Renoir was born at Limoges on February 25, 1841. He died at Cagnes on December 3, 1919. The story of Renoir’s life would deserve to be the subject of an Epinal picture, with its toil, its predestination, its strife, its disappointments and success. He lived long and had many children.

Born into a family of modest means, and even poor, it is said, he became apprenticed to a porcelain-maker in Paris (rue du Temple) in 1854, and his early bent for drawing gave promise that he would be a decorator. Having learned to make bouquets of flowers, he then became a painter of fans, ornaments, sacred subjects, and screens destined for religious purposes. The good worker having thus saved some money, he was able to pay for some real lessons from real artists and in 1862, entered Gleyre’s studio, where he met Monet, Sisley and Bazille. During the same period, he made the acquaintance of Pissarro and Cezanne, who were both going to the Swiss Academy. Thus, well before the 1874 Exhibition the Impressionist team was made up. Renoir’s pictures were severely criticized at the time of the first exhibition, yet he was one of the first to know the collector’s confidence, notably that of Georges Charpentier who, having one of his canvasses at the sale held in 1875, from the following year onwards, gave him commission to paint portraits of his family.
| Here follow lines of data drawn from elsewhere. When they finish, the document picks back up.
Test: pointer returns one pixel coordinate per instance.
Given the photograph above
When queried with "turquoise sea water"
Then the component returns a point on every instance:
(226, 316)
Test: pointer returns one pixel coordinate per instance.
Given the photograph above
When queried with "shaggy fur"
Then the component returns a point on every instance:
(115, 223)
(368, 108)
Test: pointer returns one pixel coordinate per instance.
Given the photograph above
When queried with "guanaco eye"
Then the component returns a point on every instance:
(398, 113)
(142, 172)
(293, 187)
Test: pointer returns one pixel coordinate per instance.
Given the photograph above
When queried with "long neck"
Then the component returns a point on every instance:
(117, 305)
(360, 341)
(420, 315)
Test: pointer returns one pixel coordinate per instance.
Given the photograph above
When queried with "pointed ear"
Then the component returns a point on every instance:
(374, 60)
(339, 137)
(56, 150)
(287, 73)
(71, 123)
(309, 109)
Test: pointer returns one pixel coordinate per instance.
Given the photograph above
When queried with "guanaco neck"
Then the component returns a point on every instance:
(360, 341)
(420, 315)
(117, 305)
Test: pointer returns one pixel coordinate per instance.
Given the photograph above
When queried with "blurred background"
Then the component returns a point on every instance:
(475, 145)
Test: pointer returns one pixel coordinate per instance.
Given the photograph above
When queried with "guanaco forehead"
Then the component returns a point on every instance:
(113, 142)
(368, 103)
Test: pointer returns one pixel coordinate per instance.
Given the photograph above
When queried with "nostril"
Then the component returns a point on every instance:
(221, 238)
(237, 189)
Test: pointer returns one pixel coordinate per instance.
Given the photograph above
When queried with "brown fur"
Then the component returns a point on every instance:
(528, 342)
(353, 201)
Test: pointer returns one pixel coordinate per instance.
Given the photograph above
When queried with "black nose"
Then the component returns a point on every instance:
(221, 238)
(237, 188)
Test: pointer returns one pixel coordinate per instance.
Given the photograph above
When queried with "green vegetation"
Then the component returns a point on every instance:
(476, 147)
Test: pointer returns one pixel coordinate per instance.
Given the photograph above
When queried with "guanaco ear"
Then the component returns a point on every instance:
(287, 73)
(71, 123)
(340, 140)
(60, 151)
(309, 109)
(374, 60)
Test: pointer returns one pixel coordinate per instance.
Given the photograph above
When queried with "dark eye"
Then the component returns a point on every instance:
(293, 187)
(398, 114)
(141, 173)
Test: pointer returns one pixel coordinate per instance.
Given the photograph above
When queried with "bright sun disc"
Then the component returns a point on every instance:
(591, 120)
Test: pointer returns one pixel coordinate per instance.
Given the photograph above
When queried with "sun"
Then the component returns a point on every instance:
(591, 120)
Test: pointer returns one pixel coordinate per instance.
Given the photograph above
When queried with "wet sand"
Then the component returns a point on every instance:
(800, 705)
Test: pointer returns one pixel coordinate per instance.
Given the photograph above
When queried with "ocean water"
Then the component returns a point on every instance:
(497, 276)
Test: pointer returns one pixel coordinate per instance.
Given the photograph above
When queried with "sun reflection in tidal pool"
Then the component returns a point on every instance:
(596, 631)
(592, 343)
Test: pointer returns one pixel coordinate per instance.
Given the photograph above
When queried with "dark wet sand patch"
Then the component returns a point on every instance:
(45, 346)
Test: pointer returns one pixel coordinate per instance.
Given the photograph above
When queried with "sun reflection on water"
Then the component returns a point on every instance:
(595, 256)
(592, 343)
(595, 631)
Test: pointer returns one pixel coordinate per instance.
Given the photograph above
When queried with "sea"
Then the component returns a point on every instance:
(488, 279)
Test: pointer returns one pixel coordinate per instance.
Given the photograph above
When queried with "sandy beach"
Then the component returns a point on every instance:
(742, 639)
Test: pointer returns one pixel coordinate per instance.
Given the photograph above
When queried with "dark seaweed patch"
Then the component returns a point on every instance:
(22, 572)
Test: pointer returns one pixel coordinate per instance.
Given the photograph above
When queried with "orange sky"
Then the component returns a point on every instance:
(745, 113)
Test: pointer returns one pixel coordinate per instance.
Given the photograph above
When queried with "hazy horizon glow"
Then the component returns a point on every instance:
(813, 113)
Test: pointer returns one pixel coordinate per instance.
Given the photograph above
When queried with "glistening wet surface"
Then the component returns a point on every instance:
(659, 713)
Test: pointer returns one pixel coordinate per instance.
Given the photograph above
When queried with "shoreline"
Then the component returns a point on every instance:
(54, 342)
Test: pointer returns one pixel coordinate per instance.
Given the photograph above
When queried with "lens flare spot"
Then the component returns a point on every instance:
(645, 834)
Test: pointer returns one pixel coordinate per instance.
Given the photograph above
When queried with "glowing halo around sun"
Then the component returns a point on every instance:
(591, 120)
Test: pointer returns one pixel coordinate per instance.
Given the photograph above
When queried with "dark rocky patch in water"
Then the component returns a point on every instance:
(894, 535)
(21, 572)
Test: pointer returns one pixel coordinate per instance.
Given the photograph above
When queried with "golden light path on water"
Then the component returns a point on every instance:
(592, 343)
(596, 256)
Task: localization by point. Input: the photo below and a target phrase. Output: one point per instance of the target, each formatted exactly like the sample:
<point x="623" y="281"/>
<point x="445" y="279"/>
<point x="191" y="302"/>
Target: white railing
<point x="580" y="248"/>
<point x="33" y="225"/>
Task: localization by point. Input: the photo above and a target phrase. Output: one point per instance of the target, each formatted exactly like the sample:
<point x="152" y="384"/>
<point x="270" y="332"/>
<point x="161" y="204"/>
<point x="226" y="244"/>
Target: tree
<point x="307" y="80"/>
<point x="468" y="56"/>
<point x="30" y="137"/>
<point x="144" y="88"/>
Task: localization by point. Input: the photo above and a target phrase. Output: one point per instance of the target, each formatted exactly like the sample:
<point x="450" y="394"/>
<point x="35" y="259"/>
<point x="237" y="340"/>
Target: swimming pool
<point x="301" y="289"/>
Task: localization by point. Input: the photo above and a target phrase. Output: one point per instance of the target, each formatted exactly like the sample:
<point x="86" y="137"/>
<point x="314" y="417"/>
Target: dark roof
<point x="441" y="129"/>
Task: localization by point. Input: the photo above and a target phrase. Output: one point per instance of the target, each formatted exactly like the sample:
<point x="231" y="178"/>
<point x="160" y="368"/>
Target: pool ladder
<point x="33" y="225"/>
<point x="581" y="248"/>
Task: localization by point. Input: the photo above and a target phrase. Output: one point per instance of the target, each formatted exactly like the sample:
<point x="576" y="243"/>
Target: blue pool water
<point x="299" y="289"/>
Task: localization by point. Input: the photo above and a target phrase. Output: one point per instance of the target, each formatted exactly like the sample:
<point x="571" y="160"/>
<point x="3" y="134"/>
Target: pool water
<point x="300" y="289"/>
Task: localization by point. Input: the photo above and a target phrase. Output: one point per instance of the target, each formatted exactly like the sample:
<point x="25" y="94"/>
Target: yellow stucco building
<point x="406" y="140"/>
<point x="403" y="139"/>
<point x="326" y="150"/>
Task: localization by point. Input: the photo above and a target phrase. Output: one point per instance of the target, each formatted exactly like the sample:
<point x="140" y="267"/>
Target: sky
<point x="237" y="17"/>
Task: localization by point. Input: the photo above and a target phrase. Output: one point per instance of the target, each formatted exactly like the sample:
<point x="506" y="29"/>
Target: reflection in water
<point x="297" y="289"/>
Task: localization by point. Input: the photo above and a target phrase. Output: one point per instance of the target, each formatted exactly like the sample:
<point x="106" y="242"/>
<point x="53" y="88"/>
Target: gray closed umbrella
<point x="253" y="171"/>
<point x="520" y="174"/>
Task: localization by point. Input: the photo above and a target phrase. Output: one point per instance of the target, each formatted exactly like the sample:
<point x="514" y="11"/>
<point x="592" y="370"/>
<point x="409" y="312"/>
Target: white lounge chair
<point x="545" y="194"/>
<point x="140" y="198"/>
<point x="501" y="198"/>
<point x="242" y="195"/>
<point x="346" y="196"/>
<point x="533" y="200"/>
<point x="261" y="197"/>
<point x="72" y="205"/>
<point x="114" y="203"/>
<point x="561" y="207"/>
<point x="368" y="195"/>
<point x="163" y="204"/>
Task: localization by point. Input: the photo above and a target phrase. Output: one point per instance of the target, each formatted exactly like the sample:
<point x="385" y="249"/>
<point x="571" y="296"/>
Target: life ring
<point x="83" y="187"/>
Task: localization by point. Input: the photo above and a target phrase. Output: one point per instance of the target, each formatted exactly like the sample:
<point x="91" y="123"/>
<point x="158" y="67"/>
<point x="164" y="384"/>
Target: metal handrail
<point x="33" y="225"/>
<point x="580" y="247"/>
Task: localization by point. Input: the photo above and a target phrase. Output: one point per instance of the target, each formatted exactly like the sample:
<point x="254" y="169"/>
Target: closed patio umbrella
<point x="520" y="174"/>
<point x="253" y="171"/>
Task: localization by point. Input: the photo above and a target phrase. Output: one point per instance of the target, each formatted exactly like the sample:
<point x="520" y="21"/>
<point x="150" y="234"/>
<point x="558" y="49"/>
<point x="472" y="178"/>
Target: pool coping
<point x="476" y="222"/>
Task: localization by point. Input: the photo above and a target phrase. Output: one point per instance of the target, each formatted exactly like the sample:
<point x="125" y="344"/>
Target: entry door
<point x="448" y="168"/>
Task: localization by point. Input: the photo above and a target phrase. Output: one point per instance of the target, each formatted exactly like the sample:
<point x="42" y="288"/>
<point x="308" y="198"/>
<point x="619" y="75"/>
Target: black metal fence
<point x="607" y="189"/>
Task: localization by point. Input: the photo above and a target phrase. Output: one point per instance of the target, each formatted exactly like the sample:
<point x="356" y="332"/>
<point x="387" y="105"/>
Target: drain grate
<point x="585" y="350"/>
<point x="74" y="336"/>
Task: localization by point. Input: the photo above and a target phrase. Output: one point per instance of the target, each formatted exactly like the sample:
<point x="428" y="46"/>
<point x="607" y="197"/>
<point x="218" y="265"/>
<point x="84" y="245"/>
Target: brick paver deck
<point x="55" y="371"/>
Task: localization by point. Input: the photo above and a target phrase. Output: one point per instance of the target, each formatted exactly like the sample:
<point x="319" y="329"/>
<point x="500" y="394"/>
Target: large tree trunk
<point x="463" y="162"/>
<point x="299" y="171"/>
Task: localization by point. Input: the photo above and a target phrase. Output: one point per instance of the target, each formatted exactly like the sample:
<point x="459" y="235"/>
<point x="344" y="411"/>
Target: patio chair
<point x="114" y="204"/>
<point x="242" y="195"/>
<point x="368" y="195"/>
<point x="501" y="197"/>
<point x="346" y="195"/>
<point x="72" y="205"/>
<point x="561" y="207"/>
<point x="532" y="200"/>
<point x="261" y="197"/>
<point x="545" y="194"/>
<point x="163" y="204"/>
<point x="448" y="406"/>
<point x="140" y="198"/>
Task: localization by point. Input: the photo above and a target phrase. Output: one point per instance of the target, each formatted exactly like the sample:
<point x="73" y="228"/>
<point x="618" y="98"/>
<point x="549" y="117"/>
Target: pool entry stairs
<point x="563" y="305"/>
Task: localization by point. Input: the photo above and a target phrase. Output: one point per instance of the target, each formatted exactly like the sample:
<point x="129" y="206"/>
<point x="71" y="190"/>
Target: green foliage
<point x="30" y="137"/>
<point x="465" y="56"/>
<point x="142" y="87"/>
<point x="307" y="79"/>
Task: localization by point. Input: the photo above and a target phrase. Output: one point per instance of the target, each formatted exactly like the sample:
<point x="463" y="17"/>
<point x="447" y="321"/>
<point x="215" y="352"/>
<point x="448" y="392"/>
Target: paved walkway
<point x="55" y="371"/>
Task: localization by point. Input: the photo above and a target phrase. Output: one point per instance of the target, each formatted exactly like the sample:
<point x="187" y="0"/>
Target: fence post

One is astonished today that works like “La Loge,” 1874, and “Le Moulin de la Galette,” 1876, did not immediately gain the public’s unanimous approval. By 1880 Renoir had almost won the day. From then on he was regularly received at the Salon and had small inclination for revolutionary movements.

In 1881, he left for Italy, and returned in 1882; during these travels, Raphael exerted a strong influence on him which was to last for several years and drove him to adopt a more precise style of drawing accentuating the outline of forms. This has been called his Ingres period because renouncing the Impressionist play of colors. Like Ingres he modeled his figures by blending colors and not by contrasting them. He protracted this experiment until around 1890, and then without turning back to Impressionist techniques, he found a freer way of painting in which his temperament expressed itself unrestrainedly. To his last day, Renoir’s happy art was to give no indication of the physical suffering of a man rendered more and more paralytic by rheumatism. His children, his wife, and especially, his servant Gabrielle, served him as models, in addition to flowers and the Mediterranean landscapes, particularly those in the vicinity of Cagnes , where he settled in 1903 and where he spent most of his remaining years.